Brexit will be back in doubt; as Keir Starmer, who constructed Corbyn’s dishonest fudge of a Second Referendum, will look to get back closer with the EU immediately – sign up to EU rules, maybe join the EEA and lose control of immigration and have to enact every Single Market EU law with no say, like Norway It is bound to risk Northern Ireland’s future by agreeing to an unreformed protocol – Labour has no MPs there and contempt for sovereignty. I understand the Rejoin campaign have millions at hand already and design teams in place. Brexiteers disbanded thinking e could trust the May Government to get it done.

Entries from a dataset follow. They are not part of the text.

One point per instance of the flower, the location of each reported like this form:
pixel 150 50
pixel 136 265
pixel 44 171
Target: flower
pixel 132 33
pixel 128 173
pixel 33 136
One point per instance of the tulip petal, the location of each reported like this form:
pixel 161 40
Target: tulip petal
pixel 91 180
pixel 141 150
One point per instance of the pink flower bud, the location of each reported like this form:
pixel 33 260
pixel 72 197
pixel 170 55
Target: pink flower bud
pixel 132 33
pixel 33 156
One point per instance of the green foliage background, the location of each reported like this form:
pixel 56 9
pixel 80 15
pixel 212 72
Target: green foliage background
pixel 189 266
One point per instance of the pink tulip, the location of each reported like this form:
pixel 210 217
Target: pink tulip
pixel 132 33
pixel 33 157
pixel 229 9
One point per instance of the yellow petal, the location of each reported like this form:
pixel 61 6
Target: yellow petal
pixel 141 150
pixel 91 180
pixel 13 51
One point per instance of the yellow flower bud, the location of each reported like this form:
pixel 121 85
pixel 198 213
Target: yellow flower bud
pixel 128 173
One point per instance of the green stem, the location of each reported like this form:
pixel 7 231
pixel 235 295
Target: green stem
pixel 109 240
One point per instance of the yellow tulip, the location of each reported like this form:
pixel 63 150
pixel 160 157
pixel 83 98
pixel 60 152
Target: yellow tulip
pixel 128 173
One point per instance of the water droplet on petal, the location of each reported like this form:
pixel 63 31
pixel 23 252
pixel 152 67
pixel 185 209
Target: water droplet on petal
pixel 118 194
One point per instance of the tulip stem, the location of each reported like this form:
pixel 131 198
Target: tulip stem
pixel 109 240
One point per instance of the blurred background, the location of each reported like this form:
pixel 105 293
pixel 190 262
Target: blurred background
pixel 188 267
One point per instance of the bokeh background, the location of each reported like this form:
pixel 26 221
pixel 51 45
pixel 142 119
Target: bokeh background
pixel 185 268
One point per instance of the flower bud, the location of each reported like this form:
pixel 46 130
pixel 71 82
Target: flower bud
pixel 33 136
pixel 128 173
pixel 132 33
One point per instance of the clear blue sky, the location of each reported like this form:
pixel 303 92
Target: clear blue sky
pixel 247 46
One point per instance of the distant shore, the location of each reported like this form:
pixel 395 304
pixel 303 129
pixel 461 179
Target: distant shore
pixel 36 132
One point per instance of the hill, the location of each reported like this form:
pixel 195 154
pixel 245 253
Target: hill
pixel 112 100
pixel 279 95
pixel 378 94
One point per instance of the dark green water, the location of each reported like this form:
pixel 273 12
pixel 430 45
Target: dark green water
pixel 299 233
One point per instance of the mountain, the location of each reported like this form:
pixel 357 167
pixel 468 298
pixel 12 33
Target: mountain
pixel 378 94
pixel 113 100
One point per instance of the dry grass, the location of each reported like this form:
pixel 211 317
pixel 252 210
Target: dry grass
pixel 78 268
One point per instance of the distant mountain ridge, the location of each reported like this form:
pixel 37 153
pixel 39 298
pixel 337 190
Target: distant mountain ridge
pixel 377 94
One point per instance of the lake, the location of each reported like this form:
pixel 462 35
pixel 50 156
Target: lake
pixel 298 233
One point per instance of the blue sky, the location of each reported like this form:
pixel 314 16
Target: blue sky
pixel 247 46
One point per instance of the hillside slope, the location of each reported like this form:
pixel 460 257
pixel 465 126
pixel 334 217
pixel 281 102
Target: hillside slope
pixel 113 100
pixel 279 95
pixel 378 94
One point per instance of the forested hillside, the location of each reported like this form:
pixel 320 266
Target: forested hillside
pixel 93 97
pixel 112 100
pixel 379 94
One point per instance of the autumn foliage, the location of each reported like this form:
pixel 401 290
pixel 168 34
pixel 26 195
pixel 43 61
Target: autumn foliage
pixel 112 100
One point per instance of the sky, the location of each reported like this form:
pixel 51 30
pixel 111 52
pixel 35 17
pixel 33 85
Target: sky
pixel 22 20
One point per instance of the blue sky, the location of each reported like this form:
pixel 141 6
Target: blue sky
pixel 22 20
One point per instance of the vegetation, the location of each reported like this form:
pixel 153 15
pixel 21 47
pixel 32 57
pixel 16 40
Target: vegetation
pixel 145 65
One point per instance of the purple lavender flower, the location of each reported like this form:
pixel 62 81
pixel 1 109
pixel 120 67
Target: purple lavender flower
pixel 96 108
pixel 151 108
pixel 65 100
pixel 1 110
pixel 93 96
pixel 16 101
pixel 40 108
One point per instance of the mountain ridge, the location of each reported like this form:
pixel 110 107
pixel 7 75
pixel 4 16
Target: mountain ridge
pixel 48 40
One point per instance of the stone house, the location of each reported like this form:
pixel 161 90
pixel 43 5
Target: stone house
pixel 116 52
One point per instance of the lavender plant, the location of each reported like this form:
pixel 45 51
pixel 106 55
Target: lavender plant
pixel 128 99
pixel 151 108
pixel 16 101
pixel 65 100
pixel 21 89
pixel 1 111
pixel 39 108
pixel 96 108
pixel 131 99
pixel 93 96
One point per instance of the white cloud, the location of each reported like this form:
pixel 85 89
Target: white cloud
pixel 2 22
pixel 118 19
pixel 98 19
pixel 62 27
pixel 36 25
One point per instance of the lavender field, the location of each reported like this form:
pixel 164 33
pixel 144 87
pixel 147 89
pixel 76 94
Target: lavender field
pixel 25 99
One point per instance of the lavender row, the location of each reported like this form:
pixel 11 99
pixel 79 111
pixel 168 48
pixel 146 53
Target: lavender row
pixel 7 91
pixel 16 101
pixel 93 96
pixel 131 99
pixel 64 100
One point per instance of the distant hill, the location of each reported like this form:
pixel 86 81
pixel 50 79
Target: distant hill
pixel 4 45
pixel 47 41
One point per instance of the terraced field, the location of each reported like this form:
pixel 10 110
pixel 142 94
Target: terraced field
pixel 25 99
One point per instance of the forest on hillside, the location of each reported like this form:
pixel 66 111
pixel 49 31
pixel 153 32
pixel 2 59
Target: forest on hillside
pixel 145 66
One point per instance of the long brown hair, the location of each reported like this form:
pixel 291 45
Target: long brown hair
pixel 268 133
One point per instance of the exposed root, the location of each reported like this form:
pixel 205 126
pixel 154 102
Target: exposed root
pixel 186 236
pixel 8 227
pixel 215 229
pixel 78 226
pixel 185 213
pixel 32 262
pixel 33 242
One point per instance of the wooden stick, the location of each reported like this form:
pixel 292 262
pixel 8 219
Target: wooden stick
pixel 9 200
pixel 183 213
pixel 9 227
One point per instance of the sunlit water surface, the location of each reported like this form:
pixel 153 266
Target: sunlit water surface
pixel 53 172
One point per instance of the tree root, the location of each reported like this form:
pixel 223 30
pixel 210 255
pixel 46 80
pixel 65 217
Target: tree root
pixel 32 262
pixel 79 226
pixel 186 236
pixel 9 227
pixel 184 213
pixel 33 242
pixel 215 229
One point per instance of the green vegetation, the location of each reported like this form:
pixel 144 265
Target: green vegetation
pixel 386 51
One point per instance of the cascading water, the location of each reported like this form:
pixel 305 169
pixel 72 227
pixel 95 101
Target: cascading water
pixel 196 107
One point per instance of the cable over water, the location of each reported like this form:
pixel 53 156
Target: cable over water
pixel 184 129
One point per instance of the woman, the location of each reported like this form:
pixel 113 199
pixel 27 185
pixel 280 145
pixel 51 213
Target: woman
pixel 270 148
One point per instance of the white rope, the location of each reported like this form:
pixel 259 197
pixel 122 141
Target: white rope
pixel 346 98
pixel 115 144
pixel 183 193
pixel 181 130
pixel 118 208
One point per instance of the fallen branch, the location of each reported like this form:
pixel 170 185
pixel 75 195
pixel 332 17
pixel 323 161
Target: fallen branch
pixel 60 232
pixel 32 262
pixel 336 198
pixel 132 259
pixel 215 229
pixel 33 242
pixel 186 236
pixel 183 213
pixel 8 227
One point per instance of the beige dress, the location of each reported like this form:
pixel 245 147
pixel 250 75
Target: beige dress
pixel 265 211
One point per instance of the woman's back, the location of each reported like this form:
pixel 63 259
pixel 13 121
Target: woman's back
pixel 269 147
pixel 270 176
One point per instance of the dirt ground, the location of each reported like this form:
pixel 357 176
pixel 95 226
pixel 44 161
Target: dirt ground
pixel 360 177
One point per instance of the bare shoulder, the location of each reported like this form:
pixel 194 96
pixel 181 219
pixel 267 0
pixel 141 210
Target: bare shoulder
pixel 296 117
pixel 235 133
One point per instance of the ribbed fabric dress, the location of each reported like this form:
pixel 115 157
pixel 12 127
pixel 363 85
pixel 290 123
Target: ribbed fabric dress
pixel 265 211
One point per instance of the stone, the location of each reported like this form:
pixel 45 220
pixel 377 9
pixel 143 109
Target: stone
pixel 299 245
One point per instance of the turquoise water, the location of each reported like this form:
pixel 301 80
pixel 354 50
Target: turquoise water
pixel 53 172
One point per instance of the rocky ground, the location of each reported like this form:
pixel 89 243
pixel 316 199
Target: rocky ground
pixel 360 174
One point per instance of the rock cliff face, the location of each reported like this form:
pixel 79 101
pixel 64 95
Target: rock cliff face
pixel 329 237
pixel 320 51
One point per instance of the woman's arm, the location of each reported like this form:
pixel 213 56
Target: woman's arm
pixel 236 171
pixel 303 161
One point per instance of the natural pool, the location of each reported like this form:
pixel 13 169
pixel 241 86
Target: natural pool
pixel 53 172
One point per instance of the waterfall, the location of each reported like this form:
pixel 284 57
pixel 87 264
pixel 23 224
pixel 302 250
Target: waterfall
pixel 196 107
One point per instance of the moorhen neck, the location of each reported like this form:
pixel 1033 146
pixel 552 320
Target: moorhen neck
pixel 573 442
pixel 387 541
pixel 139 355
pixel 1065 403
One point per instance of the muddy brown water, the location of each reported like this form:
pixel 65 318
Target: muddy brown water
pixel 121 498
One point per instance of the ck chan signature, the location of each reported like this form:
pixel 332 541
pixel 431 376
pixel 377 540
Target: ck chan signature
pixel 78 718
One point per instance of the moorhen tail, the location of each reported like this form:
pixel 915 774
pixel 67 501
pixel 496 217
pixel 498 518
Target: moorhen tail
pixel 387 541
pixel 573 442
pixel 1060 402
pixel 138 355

As the price of support for Labour, the SNP will get the Second Referendum Boris has out of principle vetoed. Remember, Labour is actively considering allowing pro-Scottish independence Labour candidates to stand in elections, and with just one Scots Labour MP survivor what have they got to lose, if power beckons?
The Liberal Democrats are likely to get a new voting reform opportunity; changing the system so that this leftist coalition becomes a permanent feature, Sweden-like.
If we get the wrong replacement, Nigel Farage will be back in town before you know it. Remember he stood down candidates against Tory MPs last time; backing Boris and Brexit; and won’t do again. Reform took 4% in the North Shropshire by-election, without him. Reclaim is active too. If Johnson is dumped unceremoniously, maybe he will stand for his own party.
The election vote will not be like the Red Wall coalition of 2019, but the weak hanging on of Cameron in 2010, condemning the party to a scraping around for a coalition again with a DUP that will not touch us now due to the Protocol, and with a Sinn Fein First Minister. The line will be all about claimed non-delivery of real Brexit and this may knock a hole in the Red Wall.
So, I say this now, in all sincerity. Please back Johnson now. He deserves our gratitude and loyalty for work to date, and we must give him a second chance. See this anger as justified by the extraordinary behaviour of some Number 10 officials, but mostly driven at root by being fed up at Covid. Of course, big lessons must be learnt. I thought we saw the real Boris making that extraordinary apology in the House – sincere, emotional, willing to take all the responsibility, not deflecting by bashing the opposition.
Would it not be better for Conservative MPs and members to calm down, adopt anger management techniques, and put events into context- while to recognising that there needs to be a far-reaching and radical policy and person reset?
Yes, we need to cut taxes again, park net zero ambitions until the USA, China and India catch up, get on with big Brexit deregulation, and bring good people in who may be critical now – move Steve Baker to the Treasury, for example, and ensure there is a much tighter, more disciplined Number 10, with more grey-haired advisers and fewer kids.
But such major policy changes or reemphasis can be done without jettisoning an unorthodox but proven election winner and remarkable personality.